After the bankruptcy of Longman & Broderip, Francis Fane Broderip was in partnership with George Wilkinson until his death in 1807. On the basis of the enamel plaque, I would be inclined to date this piano to the early part of this partnership. Technically, it is very similar to the late Longman & Broderip pianos. This is perhaps hardly surprising, even if his entitlement to the patents held by the bankrupt firm is questionable (the rights were transferred to Clementi & Co, successors to L&B).
It's a nice-looking piano, with a good case. The nameboard frets and enamel plaque are good; these enamel plaques are often chipped or cracked, and expensive to repair. The top line of the piano appears to be straight, suggesting that this one is not appreciably twisted. This is good, because such twists are difficult to correct. Internally it appears to be mostly undisturbed, which is what collectors and restorers like, although I think that some of the tuning-pins are oversize replacements. The stand retains at least three of the casters (hopefully four!)
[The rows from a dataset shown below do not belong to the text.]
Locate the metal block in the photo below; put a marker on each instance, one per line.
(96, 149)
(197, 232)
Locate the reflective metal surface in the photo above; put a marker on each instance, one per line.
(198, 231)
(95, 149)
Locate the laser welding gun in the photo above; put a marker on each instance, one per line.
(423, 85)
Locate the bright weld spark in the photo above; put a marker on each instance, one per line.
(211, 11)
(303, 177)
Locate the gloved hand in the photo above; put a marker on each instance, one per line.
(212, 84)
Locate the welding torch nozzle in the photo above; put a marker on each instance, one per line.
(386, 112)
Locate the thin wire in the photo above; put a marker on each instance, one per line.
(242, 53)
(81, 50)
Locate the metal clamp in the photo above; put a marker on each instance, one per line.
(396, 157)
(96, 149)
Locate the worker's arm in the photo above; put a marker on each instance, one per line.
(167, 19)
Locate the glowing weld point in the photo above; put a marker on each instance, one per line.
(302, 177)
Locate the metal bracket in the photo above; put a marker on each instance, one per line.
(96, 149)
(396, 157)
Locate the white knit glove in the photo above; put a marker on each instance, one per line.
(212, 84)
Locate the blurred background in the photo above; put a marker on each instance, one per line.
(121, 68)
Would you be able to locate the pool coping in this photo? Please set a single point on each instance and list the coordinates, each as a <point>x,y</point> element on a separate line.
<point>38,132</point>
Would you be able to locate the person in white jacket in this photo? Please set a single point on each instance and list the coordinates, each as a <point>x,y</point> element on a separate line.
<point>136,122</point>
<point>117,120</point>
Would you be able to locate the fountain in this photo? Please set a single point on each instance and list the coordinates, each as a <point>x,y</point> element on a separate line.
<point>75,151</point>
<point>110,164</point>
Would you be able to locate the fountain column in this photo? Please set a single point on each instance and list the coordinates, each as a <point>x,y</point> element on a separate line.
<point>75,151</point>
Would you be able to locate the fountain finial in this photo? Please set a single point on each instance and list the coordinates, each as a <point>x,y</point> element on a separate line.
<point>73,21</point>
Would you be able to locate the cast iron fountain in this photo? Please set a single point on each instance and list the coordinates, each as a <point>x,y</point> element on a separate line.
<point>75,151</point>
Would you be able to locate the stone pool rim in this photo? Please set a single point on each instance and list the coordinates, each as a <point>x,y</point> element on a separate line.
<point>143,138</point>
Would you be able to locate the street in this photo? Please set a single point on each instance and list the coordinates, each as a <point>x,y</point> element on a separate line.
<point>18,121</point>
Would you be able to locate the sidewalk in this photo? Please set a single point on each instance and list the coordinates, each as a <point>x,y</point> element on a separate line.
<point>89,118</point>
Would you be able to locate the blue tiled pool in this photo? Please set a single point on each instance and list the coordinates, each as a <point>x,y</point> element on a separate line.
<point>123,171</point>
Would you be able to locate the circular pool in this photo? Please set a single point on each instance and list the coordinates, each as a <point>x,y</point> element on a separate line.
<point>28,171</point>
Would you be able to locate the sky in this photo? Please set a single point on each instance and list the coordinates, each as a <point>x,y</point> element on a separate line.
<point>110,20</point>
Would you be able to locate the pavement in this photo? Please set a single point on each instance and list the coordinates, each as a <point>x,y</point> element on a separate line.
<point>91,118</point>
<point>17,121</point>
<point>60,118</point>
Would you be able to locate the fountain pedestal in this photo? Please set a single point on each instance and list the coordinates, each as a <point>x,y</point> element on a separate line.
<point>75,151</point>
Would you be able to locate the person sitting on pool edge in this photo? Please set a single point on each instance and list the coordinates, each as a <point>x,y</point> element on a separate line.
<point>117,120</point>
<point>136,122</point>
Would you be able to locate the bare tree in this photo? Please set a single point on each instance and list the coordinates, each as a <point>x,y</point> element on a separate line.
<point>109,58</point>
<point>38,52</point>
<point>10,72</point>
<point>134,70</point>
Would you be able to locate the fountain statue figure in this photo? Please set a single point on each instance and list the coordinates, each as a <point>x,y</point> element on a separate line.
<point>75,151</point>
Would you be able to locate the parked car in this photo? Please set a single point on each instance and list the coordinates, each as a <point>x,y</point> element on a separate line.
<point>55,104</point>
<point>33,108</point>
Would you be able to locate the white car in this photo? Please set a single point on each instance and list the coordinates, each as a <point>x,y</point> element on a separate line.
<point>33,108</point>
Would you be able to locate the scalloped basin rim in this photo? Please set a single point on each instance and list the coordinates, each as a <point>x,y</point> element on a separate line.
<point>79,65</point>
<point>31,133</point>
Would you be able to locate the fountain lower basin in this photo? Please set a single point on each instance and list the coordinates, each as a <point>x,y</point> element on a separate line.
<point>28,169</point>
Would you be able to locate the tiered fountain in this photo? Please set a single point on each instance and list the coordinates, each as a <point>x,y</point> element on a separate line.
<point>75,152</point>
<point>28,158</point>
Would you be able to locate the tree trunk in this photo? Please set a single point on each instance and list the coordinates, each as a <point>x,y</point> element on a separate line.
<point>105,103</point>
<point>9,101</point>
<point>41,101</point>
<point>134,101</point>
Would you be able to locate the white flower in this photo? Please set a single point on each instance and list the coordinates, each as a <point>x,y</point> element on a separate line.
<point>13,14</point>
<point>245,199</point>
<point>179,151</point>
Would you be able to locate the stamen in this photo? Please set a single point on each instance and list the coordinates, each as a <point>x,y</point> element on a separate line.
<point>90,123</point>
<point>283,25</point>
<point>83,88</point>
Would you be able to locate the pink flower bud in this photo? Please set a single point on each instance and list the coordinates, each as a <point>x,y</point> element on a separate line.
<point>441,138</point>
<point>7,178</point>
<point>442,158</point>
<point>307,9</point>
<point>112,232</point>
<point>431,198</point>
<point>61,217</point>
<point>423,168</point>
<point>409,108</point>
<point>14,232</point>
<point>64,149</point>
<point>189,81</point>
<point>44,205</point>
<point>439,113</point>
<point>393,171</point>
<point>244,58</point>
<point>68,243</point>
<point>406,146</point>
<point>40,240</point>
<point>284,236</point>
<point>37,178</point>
It does require a full restoration, but this preferable to trying to undo damage which might have been caused by a previous poor job. The brass paterae (bolt-covers) on the corners of the stand are missing, but replicas cast from originals are easily obtainable. There are a couple of splits in the soundboard, one at the back, beyond the treble strings, and a separated joint at the bass end of the bridge. Such splits are very common and usually do not have any effect on the sounds. They can also usually be repaired by shims from above. There is some damage to the back-right corner fret, and the cause for this should be checked.